Huawei es la compañía en telecomunicaciones con mayor crecimiento a nivel mundial y recientemente rebasó a Apple en participación del mercado de dispositivos móviles. Se espera que se convierta en la proveedora líder de teléfonos inteligentes de quinta generación (5G). Para que ello ocurra, necesita incrementar la inversión en infraestructura en telecomunicaciones para la creación de la red 5G. Aunque Huawei ha expresado que no tiene vínculos con el gobierno chino, varios gobiernos temen que una red de tal nivel tecnológico incremente las capacidades de espionaje de los servicios de inteligencia del gigante asiático.

Los intentos de occidente por frenar a Huawei ya escalaron a nivel político. El 1° de diciembre pasado, Washington solicitó a Ottawa el arresto de la directora financiera de la marca china, Meng Wanzhou, bajo el argumento de que Huawei ayuda Irán a esquivar sanciones impuestas por la administración de Trump, a través de una filial de la empresa.

China reaccionó argumentando que este discurso basado en la protección de la seguridad nacional de EE. UU. es solo una excusa para frenar la expansión de Huawei.

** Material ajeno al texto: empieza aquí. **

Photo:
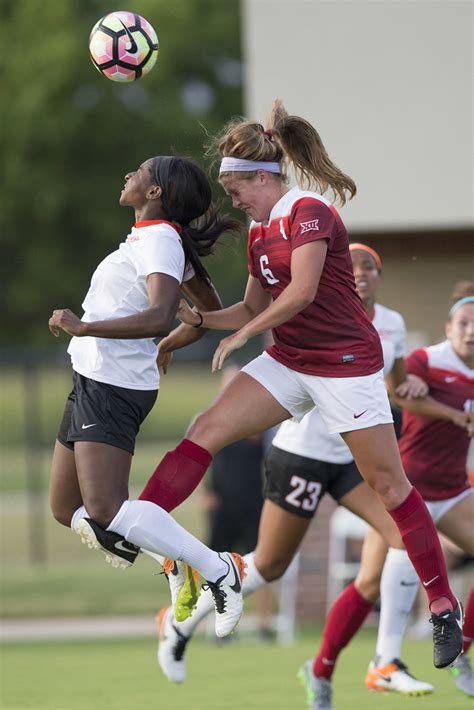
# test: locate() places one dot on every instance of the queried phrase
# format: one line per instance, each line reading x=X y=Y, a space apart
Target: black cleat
x=447 y=636
x=118 y=551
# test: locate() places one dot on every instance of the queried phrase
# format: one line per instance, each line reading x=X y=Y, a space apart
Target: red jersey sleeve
x=312 y=219
x=255 y=232
x=417 y=363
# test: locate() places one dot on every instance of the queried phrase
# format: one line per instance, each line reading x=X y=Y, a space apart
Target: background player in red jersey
x=326 y=352
x=434 y=449
x=434 y=444
x=303 y=464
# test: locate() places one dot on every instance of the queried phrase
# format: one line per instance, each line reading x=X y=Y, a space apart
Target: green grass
x=237 y=676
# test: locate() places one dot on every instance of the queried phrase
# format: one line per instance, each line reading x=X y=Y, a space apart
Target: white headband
x=230 y=165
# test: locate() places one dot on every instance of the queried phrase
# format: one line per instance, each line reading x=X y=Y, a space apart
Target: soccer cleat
x=227 y=594
x=117 y=550
x=463 y=676
x=184 y=587
x=171 y=647
x=318 y=690
x=395 y=678
x=447 y=636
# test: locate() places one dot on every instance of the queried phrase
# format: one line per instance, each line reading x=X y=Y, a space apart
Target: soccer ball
x=123 y=46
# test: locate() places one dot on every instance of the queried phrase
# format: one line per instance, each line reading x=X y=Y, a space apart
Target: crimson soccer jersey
x=333 y=336
x=434 y=451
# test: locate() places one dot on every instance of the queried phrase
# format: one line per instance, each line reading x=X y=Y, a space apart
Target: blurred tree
x=69 y=135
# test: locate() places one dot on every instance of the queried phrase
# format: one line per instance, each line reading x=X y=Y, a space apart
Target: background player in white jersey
x=133 y=297
x=434 y=448
x=303 y=464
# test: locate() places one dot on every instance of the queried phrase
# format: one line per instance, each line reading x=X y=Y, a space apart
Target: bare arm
x=257 y=313
x=163 y=299
x=204 y=297
x=399 y=382
x=306 y=267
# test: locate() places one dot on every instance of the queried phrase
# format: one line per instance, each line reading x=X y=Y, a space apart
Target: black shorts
x=231 y=529
x=104 y=413
x=297 y=483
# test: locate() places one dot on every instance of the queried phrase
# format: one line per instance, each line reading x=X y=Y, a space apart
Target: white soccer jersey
x=309 y=437
x=119 y=288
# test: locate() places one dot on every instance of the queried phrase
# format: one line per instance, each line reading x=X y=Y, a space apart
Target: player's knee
x=202 y=426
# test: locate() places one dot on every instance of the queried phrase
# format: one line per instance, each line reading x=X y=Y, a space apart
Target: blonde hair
x=286 y=140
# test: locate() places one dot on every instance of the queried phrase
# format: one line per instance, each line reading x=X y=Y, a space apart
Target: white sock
x=398 y=589
x=150 y=527
x=253 y=580
x=78 y=515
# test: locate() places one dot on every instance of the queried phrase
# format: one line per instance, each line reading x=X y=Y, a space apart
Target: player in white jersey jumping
x=133 y=298
x=303 y=464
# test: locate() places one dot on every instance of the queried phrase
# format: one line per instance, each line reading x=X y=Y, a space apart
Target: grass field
x=236 y=676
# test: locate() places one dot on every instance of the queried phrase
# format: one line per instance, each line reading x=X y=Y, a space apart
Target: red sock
x=423 y=547
x=345 y=618
x=468 y=628
x=177 y=475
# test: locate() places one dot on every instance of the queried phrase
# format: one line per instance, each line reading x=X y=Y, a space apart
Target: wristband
x=198 y=325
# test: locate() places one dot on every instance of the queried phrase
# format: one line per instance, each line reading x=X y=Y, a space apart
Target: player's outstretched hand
x=465 y=420
x=412 y=388
x=226 y=347
x=64 y=319
x=186 y=314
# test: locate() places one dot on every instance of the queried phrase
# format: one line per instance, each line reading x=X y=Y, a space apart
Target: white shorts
x=345 y=403
x=438 y=508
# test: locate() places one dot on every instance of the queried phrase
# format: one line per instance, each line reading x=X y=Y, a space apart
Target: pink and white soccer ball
x=123 y=46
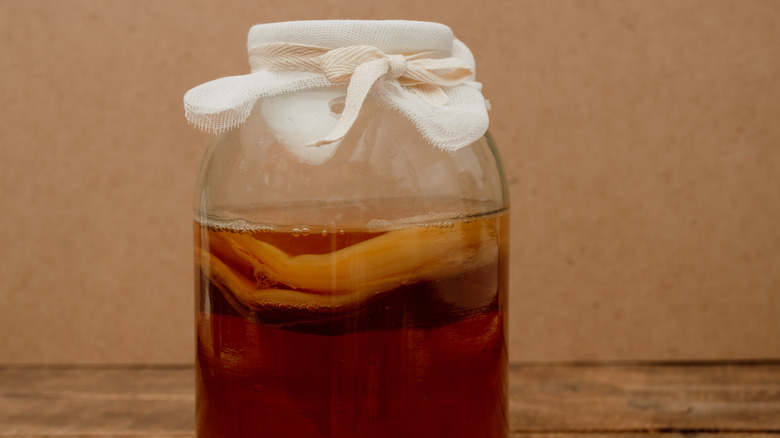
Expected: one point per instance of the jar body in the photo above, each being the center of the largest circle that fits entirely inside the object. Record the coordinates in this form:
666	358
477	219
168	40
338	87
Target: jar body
352	290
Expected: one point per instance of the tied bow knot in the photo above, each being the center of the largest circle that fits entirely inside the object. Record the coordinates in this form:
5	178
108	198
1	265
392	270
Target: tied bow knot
425	74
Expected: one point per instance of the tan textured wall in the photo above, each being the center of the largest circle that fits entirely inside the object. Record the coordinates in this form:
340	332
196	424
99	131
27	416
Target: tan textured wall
641	139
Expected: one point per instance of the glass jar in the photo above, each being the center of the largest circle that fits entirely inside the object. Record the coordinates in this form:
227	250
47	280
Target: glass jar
352	289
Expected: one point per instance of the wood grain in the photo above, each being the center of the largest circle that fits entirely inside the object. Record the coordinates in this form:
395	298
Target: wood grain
554	401
643	398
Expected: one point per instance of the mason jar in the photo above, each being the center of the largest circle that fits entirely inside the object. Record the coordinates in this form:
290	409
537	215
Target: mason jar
351	288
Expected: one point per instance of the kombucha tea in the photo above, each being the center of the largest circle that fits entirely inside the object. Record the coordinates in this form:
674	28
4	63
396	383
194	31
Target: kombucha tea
352	332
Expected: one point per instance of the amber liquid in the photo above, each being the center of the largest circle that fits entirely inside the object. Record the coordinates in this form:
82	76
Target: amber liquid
423	356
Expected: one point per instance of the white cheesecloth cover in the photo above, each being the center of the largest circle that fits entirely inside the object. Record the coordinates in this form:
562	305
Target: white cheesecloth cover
416	68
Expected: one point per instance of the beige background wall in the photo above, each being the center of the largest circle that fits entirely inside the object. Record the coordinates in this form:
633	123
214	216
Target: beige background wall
641	139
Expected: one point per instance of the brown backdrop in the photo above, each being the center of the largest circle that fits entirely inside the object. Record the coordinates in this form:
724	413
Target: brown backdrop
641	139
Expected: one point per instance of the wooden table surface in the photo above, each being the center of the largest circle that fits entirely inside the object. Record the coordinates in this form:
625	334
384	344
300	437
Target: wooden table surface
561	401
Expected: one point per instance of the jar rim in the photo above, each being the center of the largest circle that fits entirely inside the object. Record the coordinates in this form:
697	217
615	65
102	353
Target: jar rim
391	36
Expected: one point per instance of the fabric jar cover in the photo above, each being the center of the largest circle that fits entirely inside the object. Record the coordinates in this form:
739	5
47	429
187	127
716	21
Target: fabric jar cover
417	68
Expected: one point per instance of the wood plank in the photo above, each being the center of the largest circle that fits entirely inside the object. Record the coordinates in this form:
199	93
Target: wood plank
642	398
97	402
556	401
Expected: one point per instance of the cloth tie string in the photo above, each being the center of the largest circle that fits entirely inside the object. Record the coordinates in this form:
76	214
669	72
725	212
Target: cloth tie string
425	74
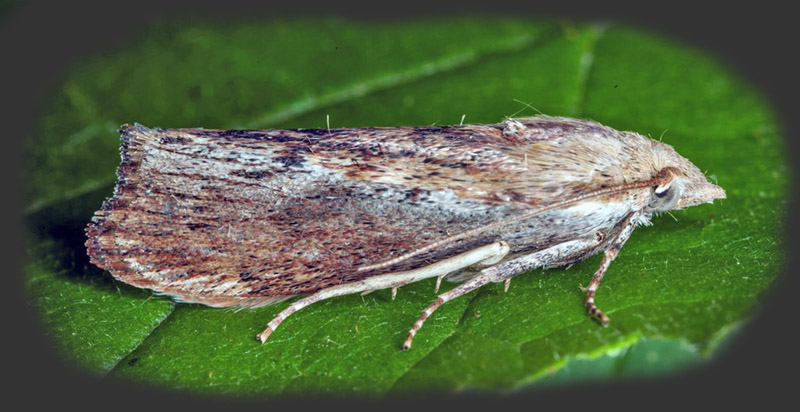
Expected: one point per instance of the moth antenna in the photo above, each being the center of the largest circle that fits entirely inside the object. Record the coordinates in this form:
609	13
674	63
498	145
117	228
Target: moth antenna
328	122
460	290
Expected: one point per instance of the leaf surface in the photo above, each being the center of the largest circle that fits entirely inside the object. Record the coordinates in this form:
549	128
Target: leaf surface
674	290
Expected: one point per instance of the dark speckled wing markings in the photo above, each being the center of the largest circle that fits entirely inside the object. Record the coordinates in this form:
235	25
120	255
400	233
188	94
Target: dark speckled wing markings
247	218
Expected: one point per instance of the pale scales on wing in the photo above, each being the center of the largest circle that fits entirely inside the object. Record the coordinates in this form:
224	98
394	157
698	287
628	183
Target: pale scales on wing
248	218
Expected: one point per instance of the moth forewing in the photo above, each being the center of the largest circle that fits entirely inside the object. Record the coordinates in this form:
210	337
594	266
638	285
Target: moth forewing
249	218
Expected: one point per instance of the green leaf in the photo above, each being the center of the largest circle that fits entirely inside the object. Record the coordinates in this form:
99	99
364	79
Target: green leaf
673	294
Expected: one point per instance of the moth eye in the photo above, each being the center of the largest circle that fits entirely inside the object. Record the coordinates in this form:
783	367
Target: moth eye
666	197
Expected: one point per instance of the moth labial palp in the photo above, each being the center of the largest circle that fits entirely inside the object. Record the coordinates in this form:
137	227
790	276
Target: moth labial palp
248	218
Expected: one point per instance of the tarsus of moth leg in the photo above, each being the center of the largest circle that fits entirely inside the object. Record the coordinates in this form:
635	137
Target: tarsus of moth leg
610	253
462	289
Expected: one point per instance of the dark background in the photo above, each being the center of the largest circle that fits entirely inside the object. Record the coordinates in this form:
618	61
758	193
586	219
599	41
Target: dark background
39	40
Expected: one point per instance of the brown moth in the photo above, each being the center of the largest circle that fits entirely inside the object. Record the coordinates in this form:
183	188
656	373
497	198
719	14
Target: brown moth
247	218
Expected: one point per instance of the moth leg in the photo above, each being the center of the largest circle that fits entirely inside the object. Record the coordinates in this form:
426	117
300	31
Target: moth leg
390	280
610	253
561	253
438	284
460	290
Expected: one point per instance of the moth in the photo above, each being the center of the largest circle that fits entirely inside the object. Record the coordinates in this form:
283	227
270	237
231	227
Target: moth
247	218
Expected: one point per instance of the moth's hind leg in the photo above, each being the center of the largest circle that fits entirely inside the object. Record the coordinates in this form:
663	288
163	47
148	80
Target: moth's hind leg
391	280
562	253
610	253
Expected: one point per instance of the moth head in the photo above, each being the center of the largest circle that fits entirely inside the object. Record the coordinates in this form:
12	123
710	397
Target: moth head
681	184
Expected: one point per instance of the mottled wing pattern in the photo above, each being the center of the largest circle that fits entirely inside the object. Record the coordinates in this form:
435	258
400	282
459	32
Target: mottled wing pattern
250	217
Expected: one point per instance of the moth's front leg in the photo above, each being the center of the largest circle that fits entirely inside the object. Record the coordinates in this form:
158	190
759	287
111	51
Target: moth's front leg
610	253
557	255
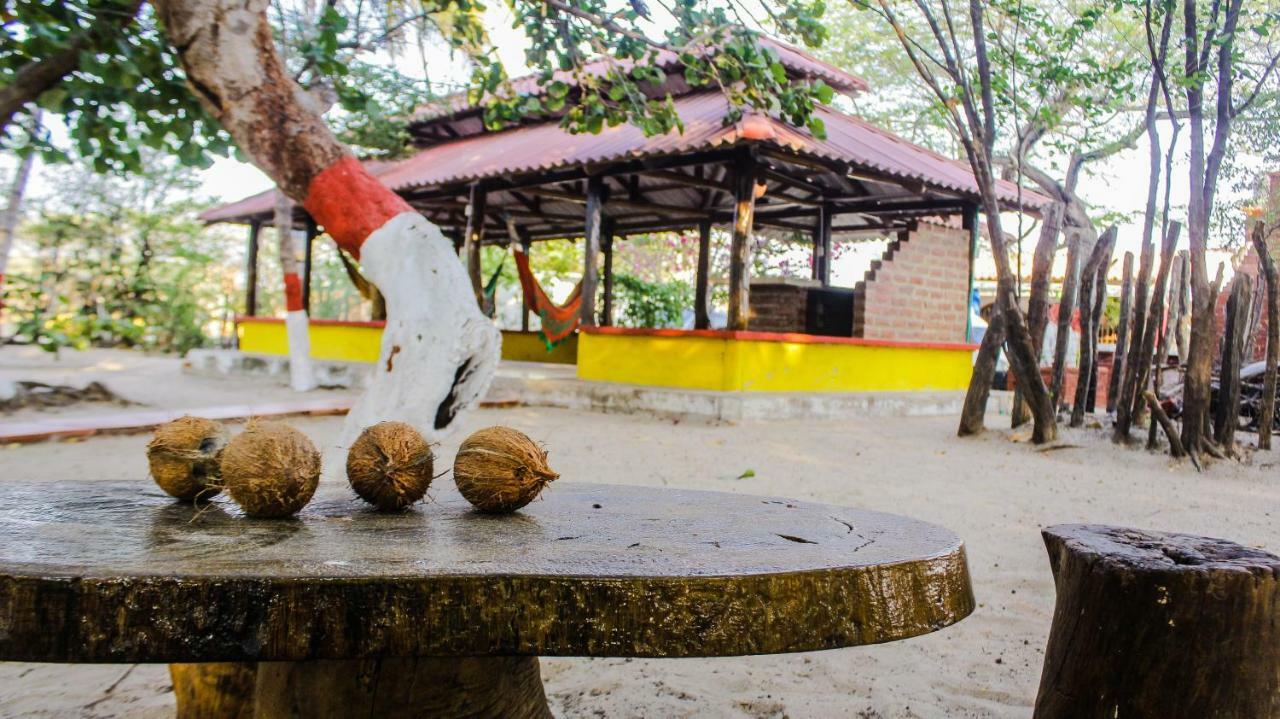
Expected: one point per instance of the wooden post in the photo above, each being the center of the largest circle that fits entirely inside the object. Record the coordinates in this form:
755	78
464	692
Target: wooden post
1160	624
607	248
474	238
970	225
255	229
702	292
740	251
1121	333
822	247
1228	412
1065	308
306	265
524	298
1266	413
592	247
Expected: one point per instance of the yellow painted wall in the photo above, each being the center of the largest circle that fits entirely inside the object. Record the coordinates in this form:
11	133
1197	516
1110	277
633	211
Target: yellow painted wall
725	363
361	343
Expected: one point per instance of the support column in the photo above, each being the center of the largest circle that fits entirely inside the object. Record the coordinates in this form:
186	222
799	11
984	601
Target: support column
306	264
255	229
740	252
524	298
822	246
607	316
474	238
702	307
970	225
592	247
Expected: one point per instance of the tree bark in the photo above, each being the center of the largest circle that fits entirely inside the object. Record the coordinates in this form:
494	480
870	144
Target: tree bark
439	352
973	413
476	687
1159	416
1118	360
1266	415
1226	415
1065	308
214	691
13	207
1037	302
1088	331
1160	624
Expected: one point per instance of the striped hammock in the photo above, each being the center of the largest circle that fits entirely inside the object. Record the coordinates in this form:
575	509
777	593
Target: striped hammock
558	320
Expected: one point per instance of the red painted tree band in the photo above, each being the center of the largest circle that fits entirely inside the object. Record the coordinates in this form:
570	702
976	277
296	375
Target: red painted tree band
292	292
351	204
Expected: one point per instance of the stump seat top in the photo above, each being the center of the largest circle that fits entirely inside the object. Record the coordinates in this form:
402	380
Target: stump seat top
106	571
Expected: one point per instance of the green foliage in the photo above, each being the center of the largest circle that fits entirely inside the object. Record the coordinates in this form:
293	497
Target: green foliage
122	264
650	305
127	95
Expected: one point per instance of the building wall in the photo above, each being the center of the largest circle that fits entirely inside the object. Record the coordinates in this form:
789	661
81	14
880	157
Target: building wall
918	291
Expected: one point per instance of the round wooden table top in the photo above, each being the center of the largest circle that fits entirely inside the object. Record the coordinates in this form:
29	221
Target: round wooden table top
104	571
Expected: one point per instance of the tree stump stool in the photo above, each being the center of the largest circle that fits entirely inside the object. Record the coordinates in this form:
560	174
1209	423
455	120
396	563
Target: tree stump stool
443	612
1160	626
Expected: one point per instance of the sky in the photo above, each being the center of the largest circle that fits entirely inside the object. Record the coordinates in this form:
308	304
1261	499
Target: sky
1116	184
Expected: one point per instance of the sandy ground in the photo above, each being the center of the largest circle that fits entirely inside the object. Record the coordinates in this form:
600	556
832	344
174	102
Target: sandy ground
993	491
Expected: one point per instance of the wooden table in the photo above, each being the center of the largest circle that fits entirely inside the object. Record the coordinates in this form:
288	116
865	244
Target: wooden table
442	610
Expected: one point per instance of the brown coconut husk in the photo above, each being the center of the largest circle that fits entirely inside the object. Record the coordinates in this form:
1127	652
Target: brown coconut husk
501	470
389	466
184	457
270	470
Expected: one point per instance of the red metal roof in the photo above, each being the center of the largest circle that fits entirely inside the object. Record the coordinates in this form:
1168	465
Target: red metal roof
545	147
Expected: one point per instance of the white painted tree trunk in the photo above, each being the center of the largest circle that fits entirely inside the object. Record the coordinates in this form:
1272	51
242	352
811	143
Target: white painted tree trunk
439	352
302	376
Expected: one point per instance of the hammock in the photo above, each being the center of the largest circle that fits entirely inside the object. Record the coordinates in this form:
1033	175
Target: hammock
558	320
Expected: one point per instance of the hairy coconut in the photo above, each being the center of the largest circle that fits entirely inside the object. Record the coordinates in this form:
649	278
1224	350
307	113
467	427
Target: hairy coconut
389	466
270	470
184	457
501	470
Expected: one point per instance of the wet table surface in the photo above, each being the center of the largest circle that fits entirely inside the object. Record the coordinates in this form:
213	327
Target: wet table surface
104	571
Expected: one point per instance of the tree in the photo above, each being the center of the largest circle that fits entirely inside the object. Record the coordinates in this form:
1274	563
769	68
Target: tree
952	59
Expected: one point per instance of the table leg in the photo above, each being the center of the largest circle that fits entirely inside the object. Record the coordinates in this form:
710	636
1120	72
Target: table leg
214	691
506	687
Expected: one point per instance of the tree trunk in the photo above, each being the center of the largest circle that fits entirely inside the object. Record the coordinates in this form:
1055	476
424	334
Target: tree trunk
475	687
1088	331
301	372
1266	413
439	351
1037	302
972	416
1160	624
1152	326
1065	308
1118	360
1228	412
13	209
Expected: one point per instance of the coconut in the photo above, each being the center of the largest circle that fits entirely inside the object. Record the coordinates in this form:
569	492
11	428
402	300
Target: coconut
270	470
389	466
184	457
501	470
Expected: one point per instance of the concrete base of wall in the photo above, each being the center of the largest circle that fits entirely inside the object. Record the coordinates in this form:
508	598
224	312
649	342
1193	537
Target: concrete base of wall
557	385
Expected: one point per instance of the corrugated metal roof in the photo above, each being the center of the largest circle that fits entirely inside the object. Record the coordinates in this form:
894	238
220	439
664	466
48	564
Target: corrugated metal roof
547	147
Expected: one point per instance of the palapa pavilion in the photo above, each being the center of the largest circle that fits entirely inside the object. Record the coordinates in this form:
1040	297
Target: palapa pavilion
905	326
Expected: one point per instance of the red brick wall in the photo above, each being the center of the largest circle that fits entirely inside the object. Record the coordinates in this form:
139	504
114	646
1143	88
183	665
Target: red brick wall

El gobierno chino lanzó una campaña diplomática tanto en Canadá como en Washington para que dejaran en libertad a Wanzhou, incluso llegando a arrestar a un ciudadano canadiense establecido en China. El país asiático logró que se le diera el beneficio de arresto domiciliario a la directora de Huawei.

Tal es la preocupación que China causa a occidente que los gobiernos de Alemania e Inglaterra impulsaron cambios a sus leyes para evitar que empresas extranjeras tengan una participación mayor al 15% en proyectos de sectores estratégicos (entre ellos, el de telecomunicaciones). Esto limita la posibilidad de que Huawei, entiéndase China, se convierta en la principal proveedora de la red 5G en estos países.

Por otro lado, en recientes declaraciones, el vicepresidente de la Comisión Europea, Andrus Ansip, señaló que la Unión Europea debe temer que el gobierno chino obtenga información privada de sus ciudadanos a través de dispositivos de empresas como Huawei. En este sentido, la Comisión Europea considera que las inversiones de empresas chinas representan un riesgo a la soberanía y seguridad de los Estado miembros; a la Comisión le preocupa la posibilidad de que empresas chinas privadas colaboren con los servicios de inteligencia de su gobierno.

Este eventual despliegue de la red 5G ha motivado a Estados Unidos a liderar un frente en contra del aumento de presencia china en virtualmente todo el mundo. Además de los gobiernos europeos, Japón, Australia y Nueva Zelanda se han sumado al bloqueo de la participación de empresas chinas en sus mercados de telecomunicaciones para evitar hackeos a sus sistemas.